MIT researchers hope to speed up networking inside the data centre with concepts that will look familiar to old networking hacks: they propose a central arbiter for network traffic that picks out a predetermined path before a packet is transmitted.
The boffins call the scheme Fastpass, and its other characteristic is that the central arbiter also decides when each packet can best be transmitted.
With the help of Facebook, which provided a chunk of its data centre network for the tests, the Fastpass group says it was able to achieve a reduction in queue lengths from 4.35 MB to 18 KB, a 5,200 times reduction in “the standard deviation of per-flow throughput with five concurrent connections”, and 2.5 times reduction in TCP retransmissions in Facebook's test network.
In this paper, to be delivered at SIGCOMM'2014 in Chicago in August, the researchers explain their reasoning: “Current data center networks inherit the principles that went into the design of the Internet, where packet transmission and path selection deci-sions are distributed among the endpoints and routers.

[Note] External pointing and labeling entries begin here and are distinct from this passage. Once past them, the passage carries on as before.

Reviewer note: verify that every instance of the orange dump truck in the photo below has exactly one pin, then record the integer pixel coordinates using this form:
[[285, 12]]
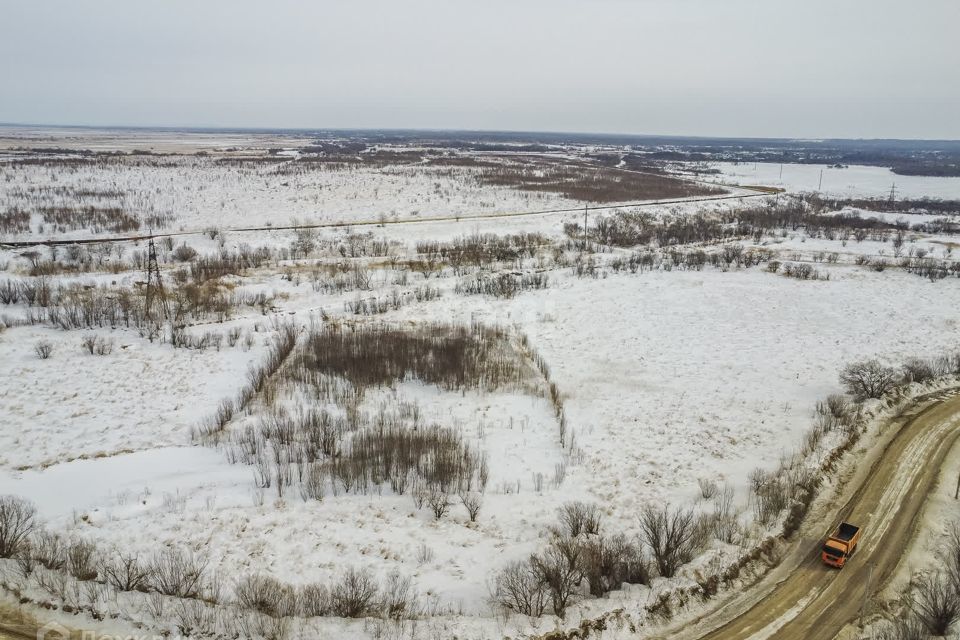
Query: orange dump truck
[[840, 545]]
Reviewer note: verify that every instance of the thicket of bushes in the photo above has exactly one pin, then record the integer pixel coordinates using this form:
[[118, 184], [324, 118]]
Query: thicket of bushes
[[178, 585], [930, 602]]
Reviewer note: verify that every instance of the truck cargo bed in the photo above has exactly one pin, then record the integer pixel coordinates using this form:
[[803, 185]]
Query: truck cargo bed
[[846, 531]]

Instead, we propose that each sender should delegate control—to a centralised arbiter—of when each packet should be transmitted and what path it should follow.”

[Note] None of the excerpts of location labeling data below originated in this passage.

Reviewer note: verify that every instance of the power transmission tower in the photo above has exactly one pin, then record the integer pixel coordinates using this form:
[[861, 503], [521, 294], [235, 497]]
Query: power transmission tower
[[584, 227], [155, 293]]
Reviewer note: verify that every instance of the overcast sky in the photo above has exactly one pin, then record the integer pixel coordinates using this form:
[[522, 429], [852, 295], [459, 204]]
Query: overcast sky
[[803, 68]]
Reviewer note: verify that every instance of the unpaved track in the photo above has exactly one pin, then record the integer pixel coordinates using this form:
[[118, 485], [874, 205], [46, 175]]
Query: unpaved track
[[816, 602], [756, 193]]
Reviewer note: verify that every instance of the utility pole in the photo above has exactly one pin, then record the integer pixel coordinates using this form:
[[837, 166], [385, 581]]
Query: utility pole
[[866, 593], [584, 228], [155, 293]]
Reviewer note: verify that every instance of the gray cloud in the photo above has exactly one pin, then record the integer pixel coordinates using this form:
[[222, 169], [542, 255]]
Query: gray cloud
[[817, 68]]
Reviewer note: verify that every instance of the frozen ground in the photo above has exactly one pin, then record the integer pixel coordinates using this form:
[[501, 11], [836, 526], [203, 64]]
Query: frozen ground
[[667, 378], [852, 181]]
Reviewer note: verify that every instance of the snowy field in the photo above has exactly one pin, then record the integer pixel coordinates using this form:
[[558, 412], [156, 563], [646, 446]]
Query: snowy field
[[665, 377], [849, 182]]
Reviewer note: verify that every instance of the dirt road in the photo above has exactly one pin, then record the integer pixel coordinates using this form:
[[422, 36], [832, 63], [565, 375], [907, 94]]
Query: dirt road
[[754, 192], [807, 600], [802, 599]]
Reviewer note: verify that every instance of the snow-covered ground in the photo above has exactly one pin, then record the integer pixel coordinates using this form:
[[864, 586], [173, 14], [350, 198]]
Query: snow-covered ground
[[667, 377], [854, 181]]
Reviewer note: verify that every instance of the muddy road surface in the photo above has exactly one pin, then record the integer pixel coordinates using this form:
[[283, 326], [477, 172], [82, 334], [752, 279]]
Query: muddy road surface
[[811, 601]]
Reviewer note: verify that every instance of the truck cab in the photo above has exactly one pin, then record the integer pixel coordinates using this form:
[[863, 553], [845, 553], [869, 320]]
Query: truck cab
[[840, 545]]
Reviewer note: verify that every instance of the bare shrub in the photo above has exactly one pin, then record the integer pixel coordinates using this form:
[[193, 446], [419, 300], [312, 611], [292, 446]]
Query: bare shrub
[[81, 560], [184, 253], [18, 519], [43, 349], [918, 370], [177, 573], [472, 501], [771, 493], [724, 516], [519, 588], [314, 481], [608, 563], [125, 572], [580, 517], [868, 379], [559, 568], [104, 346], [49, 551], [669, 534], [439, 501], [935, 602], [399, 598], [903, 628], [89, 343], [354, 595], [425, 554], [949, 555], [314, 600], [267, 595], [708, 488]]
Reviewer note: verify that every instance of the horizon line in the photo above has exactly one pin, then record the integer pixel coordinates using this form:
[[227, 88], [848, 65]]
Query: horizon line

This, they argue, “allows endpoints to burst at wire-speed while eliminating congestion at switches.”
The three components to Fastpass are:
- The timeslot allocation algorithm, which decides when packets are sent;
- The path assignment algorithm, which assigns packets to paths between switches; and
- A control protocol for the arbiter, handling messages from arbiters to endpoints, and providing a replication strategy in case of arbiter or network failures.

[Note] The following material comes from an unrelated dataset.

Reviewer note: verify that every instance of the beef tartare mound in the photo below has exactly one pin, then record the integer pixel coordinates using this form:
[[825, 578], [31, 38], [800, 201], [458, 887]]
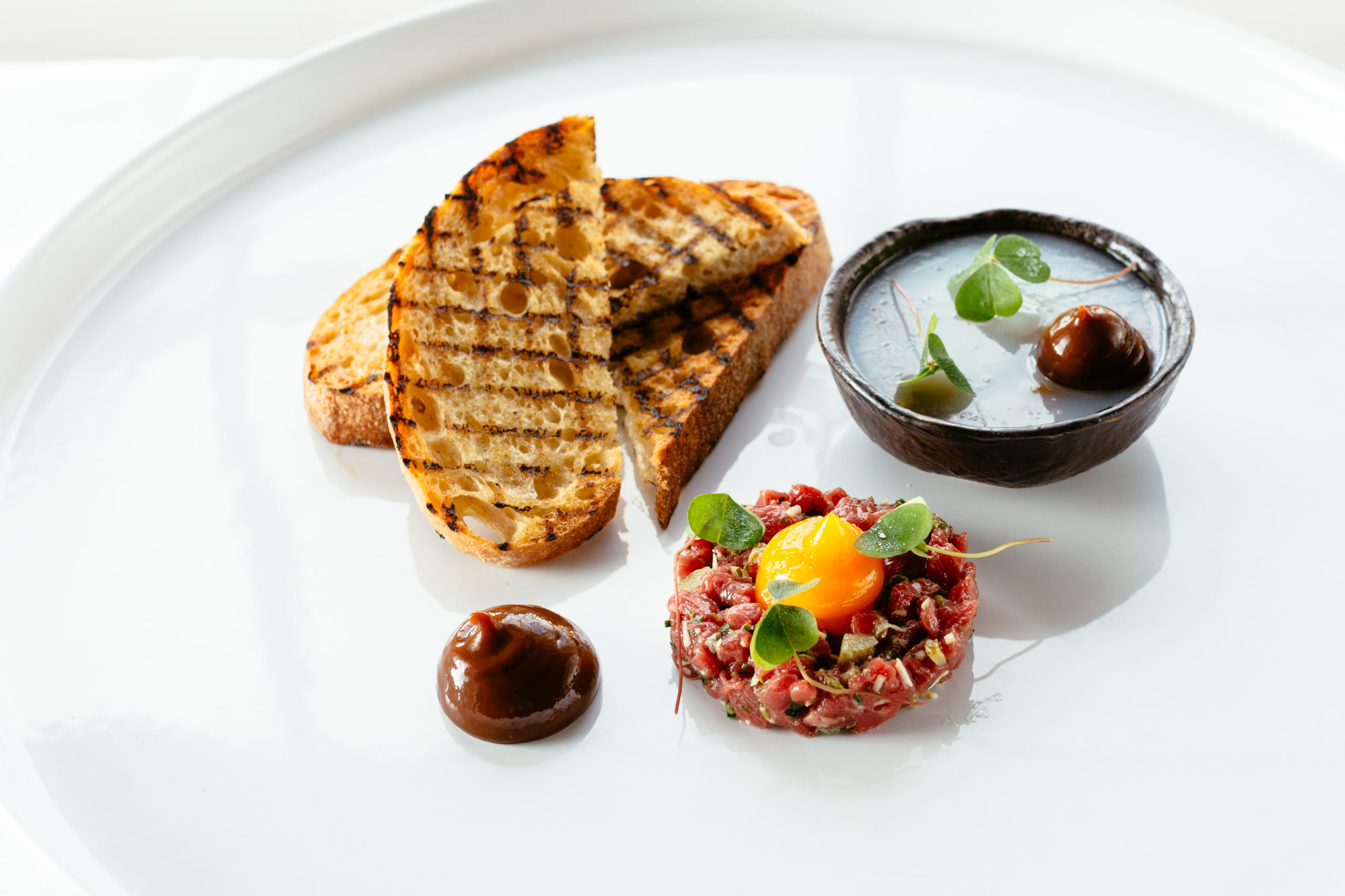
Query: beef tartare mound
[[889, 629]]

Fastpass relies on code running both at the arbiter and at the endpoints, communicating over a dedicated Fastpass Control Protocol (FCP). The endpoints call send() or sendto() to the arbiter, which tells the endpoint when it can send and by which path.
In other words, Fastpass is an attempt to introduce a determinism in the non-deterministic world of Ethernet at layer 2 and IP-based routing above.
As the image below shows, at the endpoint the FCP sits between the networking stack and the NIC. Before the endpoint sends data, the arbiter gives instructions on scheduling and path.
Fastpass captures networking data before it reaches the NIC. Image: MIT
“Because the arbiter has knowledge of all endpoint demands, it can allocate traffic according to global policies that would be harder to enforce in a distributed setting. For instance, the arbiter can allocate time-slots to achieve max-min fairness, to minimise flow completion time, or to limit the aggregate throughput of certain classes of traffic.When conditions change, the network does not need to converge to a good allocation – the arbiter can change the allocation from one timeslot to the next”, the researchers write.
They also claim that the system is highly scalable. The arbiter implementation can currently run on up to eight cores, and they say an eight-core arbiter can schedule 2.21 Tbps of traffic.